Едва это случилось, сиделка из Лозанны принялась бурно выражать Вере свои соболезнования. Та остановила ее жестким: «S’il vous plaît, Madame»[340]. Ей было невыносимо выслушивать банальности и изображать убитую горем вдову. Повстречавшись в том же месяце с золовкой, Вера выдает ей жесткие (и в равной степени ненужные) инструкции, как той надлежит себя держать: «Прошу тебя, никаких слез, никаких причитаний, ничего этого не надо!» Подобная же просьба исходит от Веры и 7 июля в связи с проведением траурной церемонии на близлежащем кладбище Кларан после кремации. Она просит родственницу не подходить к ней с объятиями. Во время церемонии Вера казалась совершенно спокойной, хотя все человек сорок друзей и родственников, собравшихся на этом кладбище на холме, — в том числе Соня, Топазия Маркевич, супруги Ровольт, Беверли Лу, многочисленные двоюродные братья и сестры Набокова — ожидали, что та будет себя вести иначе. Маска прослужила Вере верой и правдой более полувека; не к чему было снимать ее теперь. Как, впрочем, не было и резона утверждать, будто маска слилась с ее лицом. Едва услыхав печальную весть, Беверли Лу позвонила и спросила, не будет ли Вера возражать, если та прилетит в Швейцарию. С явной благодарностью и теплотой Вера ответила, что будет очень-очень рада. Лу застала ее всю в слезах. В сумерки 2 июля, в последний день жизни отца, Дмитрий в своем синем «феррари» вез мать из больницы в Лозанне обратно в Монтрё. Какое-то время Вера не говорила ни слова, а потом вдруг произнесла с отчаянием, которого Дмитрий никогда в ней не предполагал: «Давай наймем самолет и разобьемся!»

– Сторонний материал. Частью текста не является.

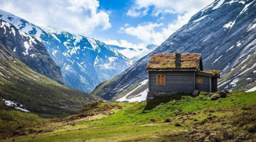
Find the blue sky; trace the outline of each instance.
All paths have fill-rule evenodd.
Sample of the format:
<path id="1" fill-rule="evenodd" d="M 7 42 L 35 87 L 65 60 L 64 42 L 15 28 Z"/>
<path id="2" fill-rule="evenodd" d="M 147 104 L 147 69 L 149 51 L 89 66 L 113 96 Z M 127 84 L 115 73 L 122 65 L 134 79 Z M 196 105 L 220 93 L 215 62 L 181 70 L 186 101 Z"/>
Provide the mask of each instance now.
<path id="1" fill-rule="evenodd" d="M 107 44 L 159 45 L 214 0 L 1 0 L 0 9 Z"/>

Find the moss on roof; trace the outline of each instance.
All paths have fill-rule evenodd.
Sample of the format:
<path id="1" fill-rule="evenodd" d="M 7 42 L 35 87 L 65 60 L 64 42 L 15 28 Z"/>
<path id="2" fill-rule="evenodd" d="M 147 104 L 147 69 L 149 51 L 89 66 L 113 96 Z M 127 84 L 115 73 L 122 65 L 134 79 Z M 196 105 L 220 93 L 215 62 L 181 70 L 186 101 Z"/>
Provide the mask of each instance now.
<path id="1" fill-rule="evenodd" d="M 219 71 L 205 70 L 205 71 L 200 71 L 200 72 L 212 74 L 214 75 L 214 76 L 216 77 L 219 77 Z"/>
<path id="2" fill-rule="evenodd" d="M 175 53 L 153 54 L 146 68 L 148 70 L 175 69 Z M 180 68 L 197 69 L 201 58 L 199 53 L 181 54 Z"/>

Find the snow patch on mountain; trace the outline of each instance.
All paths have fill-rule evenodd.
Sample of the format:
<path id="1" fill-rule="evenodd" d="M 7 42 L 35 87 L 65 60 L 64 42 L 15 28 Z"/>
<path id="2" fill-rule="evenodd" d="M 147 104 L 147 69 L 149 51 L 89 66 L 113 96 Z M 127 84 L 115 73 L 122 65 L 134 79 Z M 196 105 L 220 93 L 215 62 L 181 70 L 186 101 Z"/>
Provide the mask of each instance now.
<path id="1" fill-rule="evenodd" d="M 21 104 L 19 104 L 18 103 L 16 103 L 13 101 L 8 101 L 5 99 L 3 99 L 4 104 L 9 106 L 13 106 L 16 109 L 19 109 L 25 112 L 30 112 L 30 111 L 27 110 L 25 109 L 23 109 L 21 108 L 21 107 L 24 107 L 24 106 Z"/>
<path id="2" fill-rule="evenodd" d="M 225 1 L 225 0 L 220 0 L 219 1 L 219 2 L 218 3 L 217 3 L 217 4 L 215 6 L 213 7 L 213 8 L 212 10 L 214 10 L 214 9 L 216 9 L 218 8 L 219 8 L 219 7 L 220 7 L 220 6 L 221 6 L 221 5 L 223 4 L 223 3 L 224 3 L 224 2 Z"/>
<path id="3" fill-rule="evenodd" d="M 0 19 L 13 24 L 20 32 L 29 34 L 24 35 L 30 40 L 24 41 L 24 54 L 29 55 L 30 49 L 27 44 L 31 45 L 34 41 L 29 36 L 35 37 L 44 45 L 59 64 L 69 87 L 90 92 L 99 83 L 110 79 L 132 64 L 132 60 L 94 38 L 51 26 L 38 27 L 3 10 L 0 10 Z"/>
<path id="4" fill-rule="evenodd" d="M 138 89 L 138 88 L 140 88 L 140 87 L 142 86 L 143 85 L 145 85 L 147 83 L 148 83 L 149 82 L 149 80 L 148 79 L 146 79 L 146 80 L 143 80 L 142 82 L 141 82 L 140 84 L 139 84 L 139 85 L 138 85 L 138 86 L 135 88 L 134 89 L 132 90 L 131 92 L 129 92 L 128 93 L 127 93 L 125 96 L 118 99 L 116 100 L 116 101 L 120 101 L 120 102 L 122 102 L 122 101 L 132 101 L 132 100 L 133 100 L 134 101 L 138 101 L 137 100 L 139 100 L 139 99 L 143 99 L 144 98 L 145 98 L 145 99 L 146 100 L 146 97 L 145 97 L 145 91 L 143 92 L 142 92 L 140 93 L 140 94 L 141 95 L 141 96 L 142 96 L 142 97 L 140 97 L 139 98 L 139 99 L 134 99 L 134 99 L 131 100 L 132 101 L 130 100 L 131 98 L 127 98 L 127 97 L 128 97 L 129 95 L 130 95 L 130 94 L 131 94 L 131 93 L 132 93 L 133 92 L 134 92 L 135 90 L 136 90 L 137 89 Z M 139 95 L 137 95 L 138 96 Z M 136 98 L 136 97 L 135 97 Z M 136 101 L 135 101 L 136 100 Z M 143 100 L 141 101 L 143 101 L 143 100 Z"/>

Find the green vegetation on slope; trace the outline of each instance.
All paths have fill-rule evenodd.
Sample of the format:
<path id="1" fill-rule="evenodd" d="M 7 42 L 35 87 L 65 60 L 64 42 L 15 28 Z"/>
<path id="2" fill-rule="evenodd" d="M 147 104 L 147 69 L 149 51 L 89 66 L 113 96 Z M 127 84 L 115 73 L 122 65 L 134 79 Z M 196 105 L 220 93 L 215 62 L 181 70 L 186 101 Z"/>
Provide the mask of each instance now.
<path id="1" fill-rule="evenodd" d="M 31 69 L 0 44 L 0 99 L 15 101 L 39 113 L 67 115 L 92 96 L 66 87 Z"/>
<path id="2" fill-rule="evenodd" d="M 210 95 L 177 94 L 149 102 L 87 104 L 78 114 L 37 128 L 37 133 L 3 141 L 251 142 L 256 139 L 255 92 L 235 92 L 216 101 L 211 101 Z M 110 114 L 110 107 L 114 113 Z M 108 116 L 97 119 L 103 108 L 109 108 Z M 91 116 L 87 115 L 90 113 Z M 82 114 L 86 114 L 83 118 Z"/>

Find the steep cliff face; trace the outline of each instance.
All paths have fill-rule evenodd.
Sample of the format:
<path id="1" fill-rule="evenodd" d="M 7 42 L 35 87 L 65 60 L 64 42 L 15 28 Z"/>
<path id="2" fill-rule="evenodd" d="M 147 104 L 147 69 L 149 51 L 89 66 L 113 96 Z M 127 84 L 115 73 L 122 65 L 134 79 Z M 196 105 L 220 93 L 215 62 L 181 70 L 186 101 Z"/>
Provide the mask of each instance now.
<path id="1" fill-rule="evenodd" d="M 34 71 L 16 58 L 17 50 L 10 52 L 0 43 L 0 101 L 7 105 L 25 112 L 65 115 L 77 112 L 86 101 L 98 100 Z"/>
<path id="2" fill-rule="evenodd" d="M 0 20 L 0 43 L 34 71 L 64 84 L 61 68 L 43 45 L 12 24 Z"/>
<path id="3" fill-rule="evenodd" d="M 132 60 L 101 41 L 52 27 L 40 27 L 0 10 L 0 19 L 13 24 L 46 47 L 69 87 L 89 92 L 132 64 Z"/>
<path id="4" fill-rule="evenodd" d="M 201 53 L 205 69 L 220 70 L 219 90 L 246 91 L 253 88 L 256 86 L 256 6 L 255 0 L 216 0 L 194 15 L 155 50 L 97 86 L 92 93 L 107 100 L 128 93 L 136 83 L 147 78 L 145 69 L 152 54 L 174 53 L 177 49 L 181 53 Z"/>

Дмитрий старался не отходить от матери, отзываясь на малейший из ее редких призывов. 4 июля Вера заставила себя написать записку Марии Шебеко, зная, что та с пониманием отнесется к такой потере: «Пишу, чтобы сообщить, что мой муж скончался 2 июля. Знаю, что Вас это известие глубоко опечалит. Не буду сегодня ничего больше добавлять, просто хочу, чтоб Вы знали». В тот же день они с Дмитрием сообщили о кончине В. Н. в газеты. Единственным, если можно так считать, для обоих облегчением было то, что мучительная борьба закончилась, что Владимиру больше не придется страдать. Последние недели были ужасны. Впоследствии Вера осадила племянницу, возмутившуюся, что та допустила смерть мужа. Владимир умер в положенный ему срок, сказала Вера. Он уже был не способен делать то, что любил: думать и писать. (Елена Сикорская уже заподозрила недоброе, когда умудрилась выиграть у брата в скрабл той весной.) Но с другой стороны, в реакции Веры не обнаружилось ни намека на освобождение от железной хватки художника; ни слова о рухнувших планах, никаких глубоких, подспудных сожалений. Скорее ощущалась растерянность иного рода. Не было больше В. Н., за которым можно спрятаться. Во внутренних переживаниях Веры никто не сомневался. Спустя два года в Париже у подруги детства умер муж. Вера направила проникновенное соболезнование, «поскольку это гораздо большее горе для того, кто остается, чем для того, кто уходит». Бойд оказался в Монтрё в пятилетнюю годовщину со дня смерти Набокова. «Не верится, что прошло уже пять лет», — заметил он Вере, с которой работал с 1979 года. «Для меня — словно полвека прошло», — отвечала она.